Five years after it began publication, Futari Ecchi received a two-season OVA adaptation for the first few chapters. But besides the name, it would be hard for someone casually stumbling across the series online to suspect that it was originally instructional hentai, from the R+ rating instead of X—avoiding the hentai label with exactly the same camera tricks as Yosuga no Sora —to credits like Chiaki Konaka (who scripted, among other cult classics, the equally suggestively named The Big O ) and Project A-Ko 's Yuji Moriyama. That and the fact that far away from having advice to sex seekers, there's very little in the way of teaching in the OVA, or at the very least, as little teaching as an adaptation could have.

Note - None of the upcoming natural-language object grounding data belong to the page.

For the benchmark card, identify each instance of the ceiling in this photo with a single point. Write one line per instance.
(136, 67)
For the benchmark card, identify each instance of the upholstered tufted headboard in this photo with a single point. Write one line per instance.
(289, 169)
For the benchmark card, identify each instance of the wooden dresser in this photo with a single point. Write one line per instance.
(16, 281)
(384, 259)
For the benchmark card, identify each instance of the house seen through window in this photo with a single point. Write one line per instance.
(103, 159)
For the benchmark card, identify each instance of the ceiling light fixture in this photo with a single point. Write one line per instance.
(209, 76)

This leads to a number of unfortunate issues. Between the first and second episodes of the first OVA, we transition from Yura and Makoto feeling nothing but nervousness to suddenly being vigorous thrill-seekers, having sex in odd places at opportune moments. The image of Makoto as dopey but earnest, and of Yura as easily embarrassed but kind and gentle, reminds us that even the most innocent couples do enjoy a healthy and often voracious sex life. But after that point their understandings and discoveries plateau, and we're left with the same sex in slightly different locales, much more akin to a run-of-the-mill hentai than fans of the manga would expect from Futari Ecchi.

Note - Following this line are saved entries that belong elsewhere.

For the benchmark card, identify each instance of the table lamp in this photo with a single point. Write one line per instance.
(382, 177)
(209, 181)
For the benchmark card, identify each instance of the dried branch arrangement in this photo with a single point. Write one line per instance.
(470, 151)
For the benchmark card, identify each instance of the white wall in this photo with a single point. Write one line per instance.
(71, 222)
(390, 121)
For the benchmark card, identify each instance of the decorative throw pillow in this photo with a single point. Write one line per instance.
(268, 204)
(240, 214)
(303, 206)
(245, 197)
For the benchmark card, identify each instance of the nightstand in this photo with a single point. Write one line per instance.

It's also much more difficult to see anything subversive in the anime adaptation. Soft-spoken Yura's enjoyment of sex aside, she seems to mostly play a passive role in their sexual encounters, and even frets about not pleasing Makoto when really he's the only one climaxing most nights. The arc resolves with her learning how to give oral sex, and after succeeding they proceed right back to regular vaginal sex, with a throwaway line about him lasting longer having already come once. Seems hardly like a cause for celebration of Yura's triumph of the will. Likewise Yura's sister Rika is young but promiscuous, with an assertive personality and tons of boyfriends at her call. While she provides a great counterpoint to Yura as someone in control of her own sexuality, virtually all her sex scenes also put her at the mercy of her sex-crazed male partners. One could argue she's just submissive, but it seems a bit too much to put her and Yura in the same role, and at some point it's easier to assume they just went with the gender roles everyone would expect.

Futari Ecchi 's core is in transmitting the same realistic image of married life that the manga had, with the time commitments of a job set against the gentler romantic moments together played well. Once again we see it very much a product of an earlier time, with Yura devoting herself to household work while Makoto works long hours as a salaryman. In the last episode Yura gets a part time job as a waitress, and the potential sexual harassment it entails for her. While thankfully Makoto turns out to have nothing against his wife also working, he does feel jealous of the other men looking at her, leading her to quit at the end of the episode. It's a hodgepodge of questionable statements on trust, permission, and Yura's role in the household, and looking back on earlier episodes their married life has a similar sort of tint. Considering how these elements could have been balanced or expanded on, the Futari Ecchi OVA is really kind of a shame.